IRFU prepare for life after Joe Schmidt as decision looms for Ireland boss
The IRFU do not believe the future success of the Irish team will hinge on whether Joe Schmidt stays on beyond next year's World Cup.
And chief executive Philip Browne and performance director David Nucifora believe Ireland's international success will continue regardless of whether the head coach remains in his position after the tournament.
The union were able to convince Schmidt to remain in position when it looked like he might return to New Zealand in 2017 and the lure of home is thought to be the main consideration for the former Leinster supremo who has lived in Europe since 2007 and in Ireland since 2010.
The duo were speaking at the launch of the union's strategic plan which outlined the goal of reaching the semi-final in Japan and in France in 2023, while also winning two Six Nations titles during the next five seasons.

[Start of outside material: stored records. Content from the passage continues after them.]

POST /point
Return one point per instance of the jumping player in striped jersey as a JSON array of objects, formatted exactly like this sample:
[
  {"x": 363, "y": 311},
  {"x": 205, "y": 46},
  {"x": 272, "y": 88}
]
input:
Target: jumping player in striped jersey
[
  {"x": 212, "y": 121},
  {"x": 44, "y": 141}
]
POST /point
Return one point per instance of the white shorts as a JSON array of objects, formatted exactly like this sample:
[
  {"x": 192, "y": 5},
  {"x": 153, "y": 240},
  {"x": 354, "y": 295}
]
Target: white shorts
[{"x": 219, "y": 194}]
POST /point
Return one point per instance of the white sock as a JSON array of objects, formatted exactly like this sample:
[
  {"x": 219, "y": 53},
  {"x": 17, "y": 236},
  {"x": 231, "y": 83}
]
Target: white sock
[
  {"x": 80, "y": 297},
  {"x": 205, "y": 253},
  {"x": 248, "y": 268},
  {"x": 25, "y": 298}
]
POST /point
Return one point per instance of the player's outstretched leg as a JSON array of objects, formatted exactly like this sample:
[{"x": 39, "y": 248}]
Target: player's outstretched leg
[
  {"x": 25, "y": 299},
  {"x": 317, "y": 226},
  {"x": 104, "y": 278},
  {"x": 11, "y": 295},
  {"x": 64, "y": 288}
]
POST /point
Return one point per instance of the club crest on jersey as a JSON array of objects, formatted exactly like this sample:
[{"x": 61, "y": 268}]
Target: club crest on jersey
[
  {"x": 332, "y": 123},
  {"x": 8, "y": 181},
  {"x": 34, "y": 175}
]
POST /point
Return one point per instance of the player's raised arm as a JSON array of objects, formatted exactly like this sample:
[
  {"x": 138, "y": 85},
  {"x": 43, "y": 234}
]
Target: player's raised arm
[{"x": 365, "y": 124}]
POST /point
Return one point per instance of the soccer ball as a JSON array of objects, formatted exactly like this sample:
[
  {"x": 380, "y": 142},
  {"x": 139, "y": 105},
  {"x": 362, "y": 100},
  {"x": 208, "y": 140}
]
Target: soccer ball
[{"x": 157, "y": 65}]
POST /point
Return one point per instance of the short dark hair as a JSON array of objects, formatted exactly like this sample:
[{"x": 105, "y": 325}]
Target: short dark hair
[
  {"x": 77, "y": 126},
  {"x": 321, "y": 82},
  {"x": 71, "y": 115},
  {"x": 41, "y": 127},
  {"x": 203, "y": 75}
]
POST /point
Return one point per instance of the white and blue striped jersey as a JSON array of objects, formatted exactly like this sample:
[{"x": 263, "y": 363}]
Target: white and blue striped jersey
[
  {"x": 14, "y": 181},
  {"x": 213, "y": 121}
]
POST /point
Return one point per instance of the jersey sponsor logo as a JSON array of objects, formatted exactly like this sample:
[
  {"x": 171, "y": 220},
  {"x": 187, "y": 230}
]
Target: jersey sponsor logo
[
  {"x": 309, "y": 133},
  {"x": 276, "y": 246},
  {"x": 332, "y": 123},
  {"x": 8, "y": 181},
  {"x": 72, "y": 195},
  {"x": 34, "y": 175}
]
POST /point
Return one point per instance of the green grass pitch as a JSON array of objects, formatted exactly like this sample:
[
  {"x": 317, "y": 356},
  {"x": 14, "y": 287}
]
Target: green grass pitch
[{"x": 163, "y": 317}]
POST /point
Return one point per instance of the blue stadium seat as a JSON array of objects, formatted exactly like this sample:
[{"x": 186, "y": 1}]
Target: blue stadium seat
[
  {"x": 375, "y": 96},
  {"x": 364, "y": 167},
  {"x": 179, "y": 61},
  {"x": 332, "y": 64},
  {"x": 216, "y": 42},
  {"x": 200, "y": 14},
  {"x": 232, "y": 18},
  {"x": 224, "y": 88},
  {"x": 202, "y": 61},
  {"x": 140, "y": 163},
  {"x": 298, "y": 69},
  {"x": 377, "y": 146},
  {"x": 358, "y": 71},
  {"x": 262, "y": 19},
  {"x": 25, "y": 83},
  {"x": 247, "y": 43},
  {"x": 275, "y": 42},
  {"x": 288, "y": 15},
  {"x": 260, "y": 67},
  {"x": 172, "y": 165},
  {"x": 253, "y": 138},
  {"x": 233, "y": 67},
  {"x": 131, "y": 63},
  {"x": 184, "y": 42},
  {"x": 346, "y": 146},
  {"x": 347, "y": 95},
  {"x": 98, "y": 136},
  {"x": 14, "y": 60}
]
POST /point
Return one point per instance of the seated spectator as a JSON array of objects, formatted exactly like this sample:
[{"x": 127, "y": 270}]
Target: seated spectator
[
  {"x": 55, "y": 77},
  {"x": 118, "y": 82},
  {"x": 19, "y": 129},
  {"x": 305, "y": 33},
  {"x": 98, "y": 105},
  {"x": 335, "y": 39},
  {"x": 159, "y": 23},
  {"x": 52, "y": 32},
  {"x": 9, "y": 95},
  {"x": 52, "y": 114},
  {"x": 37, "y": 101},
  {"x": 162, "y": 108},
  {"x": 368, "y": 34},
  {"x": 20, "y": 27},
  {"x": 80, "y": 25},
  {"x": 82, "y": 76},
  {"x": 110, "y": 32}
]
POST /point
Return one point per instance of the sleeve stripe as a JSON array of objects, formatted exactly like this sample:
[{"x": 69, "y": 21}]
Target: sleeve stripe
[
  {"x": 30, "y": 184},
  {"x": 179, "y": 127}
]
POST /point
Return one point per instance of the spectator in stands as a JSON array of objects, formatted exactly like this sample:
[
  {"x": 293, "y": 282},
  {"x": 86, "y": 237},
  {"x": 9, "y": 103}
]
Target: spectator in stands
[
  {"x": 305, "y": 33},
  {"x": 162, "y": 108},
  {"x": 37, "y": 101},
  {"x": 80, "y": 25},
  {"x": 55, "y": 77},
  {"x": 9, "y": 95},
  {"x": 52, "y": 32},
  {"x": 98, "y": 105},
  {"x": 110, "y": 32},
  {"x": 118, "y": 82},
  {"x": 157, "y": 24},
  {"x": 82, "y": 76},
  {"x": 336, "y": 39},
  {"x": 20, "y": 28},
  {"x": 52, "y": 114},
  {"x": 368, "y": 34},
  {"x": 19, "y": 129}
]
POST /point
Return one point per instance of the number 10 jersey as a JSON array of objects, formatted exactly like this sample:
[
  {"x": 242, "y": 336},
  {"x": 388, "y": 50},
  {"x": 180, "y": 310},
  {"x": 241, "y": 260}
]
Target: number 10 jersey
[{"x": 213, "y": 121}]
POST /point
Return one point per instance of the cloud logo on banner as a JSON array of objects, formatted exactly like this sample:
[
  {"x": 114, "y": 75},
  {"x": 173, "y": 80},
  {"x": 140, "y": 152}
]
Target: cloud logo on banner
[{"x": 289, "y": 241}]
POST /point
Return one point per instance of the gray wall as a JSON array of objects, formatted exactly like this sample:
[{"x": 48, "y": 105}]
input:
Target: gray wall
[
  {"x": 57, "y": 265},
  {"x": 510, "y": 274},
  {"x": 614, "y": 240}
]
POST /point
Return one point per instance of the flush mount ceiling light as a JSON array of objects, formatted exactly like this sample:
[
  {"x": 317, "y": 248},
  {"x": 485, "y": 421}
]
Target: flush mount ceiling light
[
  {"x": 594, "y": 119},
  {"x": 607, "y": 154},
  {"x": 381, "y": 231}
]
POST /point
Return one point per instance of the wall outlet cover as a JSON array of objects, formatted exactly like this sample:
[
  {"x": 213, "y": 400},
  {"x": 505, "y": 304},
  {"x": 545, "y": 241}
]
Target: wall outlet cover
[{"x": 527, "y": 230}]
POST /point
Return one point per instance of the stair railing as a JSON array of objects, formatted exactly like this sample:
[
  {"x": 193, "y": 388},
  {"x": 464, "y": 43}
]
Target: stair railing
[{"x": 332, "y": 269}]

The IRFU expect Schmidt to inform them of his decision over his future after the November internationals. His contract expires after the World Cup concludes in a just over a year's time.
Asked if the IRFU would make Schmidt an offer he couldn't refuse, Browne said: "I thought we did that the last time!
"He's done a fantastic job and it's not just about Joe, it's about the people he has gathered around him, as a collective - both in terms of the team management and their interaction with the high performance department and their interaction with the provinces, and the quality of coaching and personnel that are now in the provinces.
"It is a collective and at times people, certainly outside of Irish rugby, don't understand that and Joe is an important part of that collective and has done a fantastic job.
"At the end of the day, David is having conversations with Joe until he makes up his mind and we will be thinking about it once the November internationals are under the belt.
"My father, in his wisdom, used to say graveyards are full of people who thought they were indispensable.
"The reality is the plan can't be built around one person, it has to be built around systems, processes and structures."
Nucifora echoed Browne's assertion that the show will go on regardless of Schmidt's intentions.
"A lot of the success is down to Joe, he's driven a lot of really good things in the Irish game and not just with the national team," the Australian said.
"Part of his strength is that he's built a team that can carry those things on, that can carry them forward.
"Any good programme has to be sustainable. A lot of the work that we do is about that, about being sustainable.
"And regardless of whether Joe chooses to stay or go, he'd be the first one to tell you that he's confident that it is sustainable.
"We've built something that is sustainable and we will be continuing to focus on that."